# setting up ftp access and airport



## 27 houdini's (May 21, 2004)

I enebled ftp acces to my computer, but becaus i use airport i only see the local ip adress (local adress ftp://10.0.1.2/). How do i make my computer accessible trough ftp when i am in an airport network?


----------



## dlloyd (May 21, 2004)

You're trying to access the FTP server from within the same network? Go to the Sharing System Preferences pane and look to see what the sharing address is.


----------



## 27 houdini's (May 22, 2004)

ok, let me refrase my quesion to avoid obvious answers

I enabled ftp acces to my computer, so some one on the other side of the planet can access my computer. 
Because i use airport i can only see the local ip adress (sharing adress ftp://10.0.1.2/). How do i make my computer accessible through ftp when i am in an airport network?


----------



## robegian (May 16, 2005)

I found this old question, and I'd have the same problem (I should share some Mac OS X volumes over the Internet through AirPort and I'd need to know their full IP address). 

Anyone knowing the answer to houdini's question?


----------



## tahoe (May 16, 2005)

27 houdini's said:
			
		

> ok, let me refrase my quesion to avoid obvious answers
> 
> I enabled ftp acces to my computer, so some one on the other side of the planet can access my computer.
> Because i use airport i can only see the local ip adress (sharing adress ftp://10.0.1.2/). How do i make my computer accessible through ftp when i am in an airport network?
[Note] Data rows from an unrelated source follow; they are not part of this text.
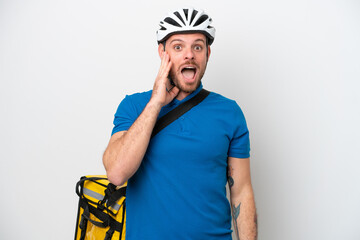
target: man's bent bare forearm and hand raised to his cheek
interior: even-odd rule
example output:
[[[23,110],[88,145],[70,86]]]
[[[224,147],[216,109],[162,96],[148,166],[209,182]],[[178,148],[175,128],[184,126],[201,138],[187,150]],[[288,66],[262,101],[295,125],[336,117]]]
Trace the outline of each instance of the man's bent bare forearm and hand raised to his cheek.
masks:
[[[117,132],[110,138],[103,164],[109,181],[115,185],[124,184],[137,171],[161,108],[179,92],[176,87],[167,91],[170,88],[167,79],[170,68],[169,55],[163,53],[150,101],[128,131]]]

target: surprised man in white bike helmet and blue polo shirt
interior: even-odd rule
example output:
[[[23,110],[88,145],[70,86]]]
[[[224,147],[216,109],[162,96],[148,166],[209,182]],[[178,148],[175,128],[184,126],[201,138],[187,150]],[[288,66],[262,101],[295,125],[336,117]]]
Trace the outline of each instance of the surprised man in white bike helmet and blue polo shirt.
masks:
[[[115,114],[103,163],[112,183],[128,181],[127,240],[231,239],[227,180],[236,235],[256,239],[249,133],[235,101],[211,92],[150,139],[159,117],[202,89],[211,22],[192,8],[160,21],[153,90],[127,96]]]

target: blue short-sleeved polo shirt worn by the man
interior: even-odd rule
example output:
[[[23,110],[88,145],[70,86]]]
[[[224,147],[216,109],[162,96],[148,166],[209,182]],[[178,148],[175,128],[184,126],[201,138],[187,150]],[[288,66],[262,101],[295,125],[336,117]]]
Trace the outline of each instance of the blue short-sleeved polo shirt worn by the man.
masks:
[[[159,117],[189,100],[174,99]],[[126,96],[112,134],[128,130],[152,91]],[[211,92],[151,139],[127,187],[127,240],[229,240],[227,158],[248,158],[249,132],[235,101]]]

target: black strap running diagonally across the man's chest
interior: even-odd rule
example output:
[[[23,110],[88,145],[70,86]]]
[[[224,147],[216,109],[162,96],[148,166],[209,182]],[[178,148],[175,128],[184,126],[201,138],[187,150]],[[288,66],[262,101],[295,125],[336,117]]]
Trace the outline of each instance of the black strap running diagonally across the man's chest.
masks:
[[[190,100],[180,104],[164,116],[162,116],[155,124],[151,137],[154,137],[158,134],[161,130],[163,130],[166,126],[170,123],[178,119],[181,115],[189,111],[191,108],[198,105],[202,100],[204,100],[210,92],[205,89],[201,89],[201,91],[192,97]]]

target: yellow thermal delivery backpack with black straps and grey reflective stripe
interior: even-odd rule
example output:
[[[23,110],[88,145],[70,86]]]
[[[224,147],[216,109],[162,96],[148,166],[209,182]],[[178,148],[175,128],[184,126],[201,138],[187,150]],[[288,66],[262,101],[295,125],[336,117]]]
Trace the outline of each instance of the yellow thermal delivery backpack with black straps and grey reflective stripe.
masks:
[[[116,187],[105,175],[80,178],[75,240],[125,240],[126,184]]]

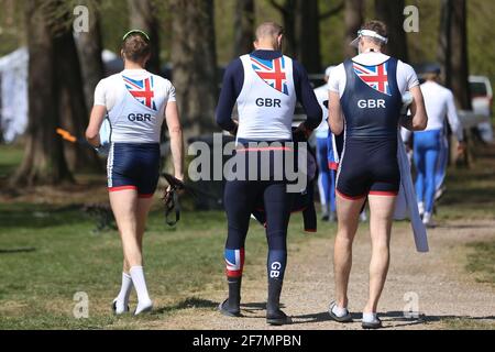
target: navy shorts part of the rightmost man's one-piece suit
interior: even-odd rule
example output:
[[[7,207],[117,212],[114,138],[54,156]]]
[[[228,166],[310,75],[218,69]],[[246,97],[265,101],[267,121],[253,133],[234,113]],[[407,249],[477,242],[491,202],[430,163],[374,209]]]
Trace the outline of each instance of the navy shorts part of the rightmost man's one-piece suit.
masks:
[[[345,140],[337,174],[337,193],[341,197],[396,196],[399,186],[396,139]]]

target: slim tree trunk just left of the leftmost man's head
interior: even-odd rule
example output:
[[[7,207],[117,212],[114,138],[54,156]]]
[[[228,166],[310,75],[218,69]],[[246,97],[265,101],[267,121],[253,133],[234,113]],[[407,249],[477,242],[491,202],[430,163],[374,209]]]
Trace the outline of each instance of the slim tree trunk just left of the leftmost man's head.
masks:
[[[96,1],[98,6],[101,2],[100,0]],[[91,3],[91,1],[89,1],[89,3]],[[91,21],[89,21],[89,32],[78,34],[76,41],[84,77],[87,111],[91,110],[95,98],[95,88],[105,76],[105,66],[101,58],[103,44],[101,40],[101,18],[99,9],[90,7],[89,16],[91,19]]]

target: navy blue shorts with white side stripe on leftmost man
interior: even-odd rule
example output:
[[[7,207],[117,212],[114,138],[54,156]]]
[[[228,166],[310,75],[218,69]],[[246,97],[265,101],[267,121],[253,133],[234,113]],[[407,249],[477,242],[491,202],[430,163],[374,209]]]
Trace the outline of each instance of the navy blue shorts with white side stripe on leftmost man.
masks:
[[[160,144],[112,143],[107,176],[110,191],[136,189],[140,198],[153,197],[160,177]]]

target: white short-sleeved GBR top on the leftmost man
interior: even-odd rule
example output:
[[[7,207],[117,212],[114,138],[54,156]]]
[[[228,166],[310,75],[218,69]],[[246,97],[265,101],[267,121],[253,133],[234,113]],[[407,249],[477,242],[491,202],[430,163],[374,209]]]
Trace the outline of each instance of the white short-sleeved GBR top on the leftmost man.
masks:
[[[117,143],[158,143],[168,101],[175,101],[170,81],[144,69],[105,78],[95,90],[95,105],[107,107]]]

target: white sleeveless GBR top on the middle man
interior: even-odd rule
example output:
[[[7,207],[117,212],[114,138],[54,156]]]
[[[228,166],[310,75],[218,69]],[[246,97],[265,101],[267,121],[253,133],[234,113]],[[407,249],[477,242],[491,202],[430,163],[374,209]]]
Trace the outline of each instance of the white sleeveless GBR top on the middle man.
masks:
[[[254,141],[292,140],[296,107],[293,61],[241,56],[244,84],[238,97],[238,139]]]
you must port map the airport.

1. go to the aiport admin utility and log in
2. click on tab internet
3. copy down the ip address ( this is the ip which the airport uses)
4. click on port mapping tab
5. add 
6. public port 21
7. private addrress is the ip of the computer you want on the net (10.0.1.2)
8. private port 21
9. update airport and it should work


----------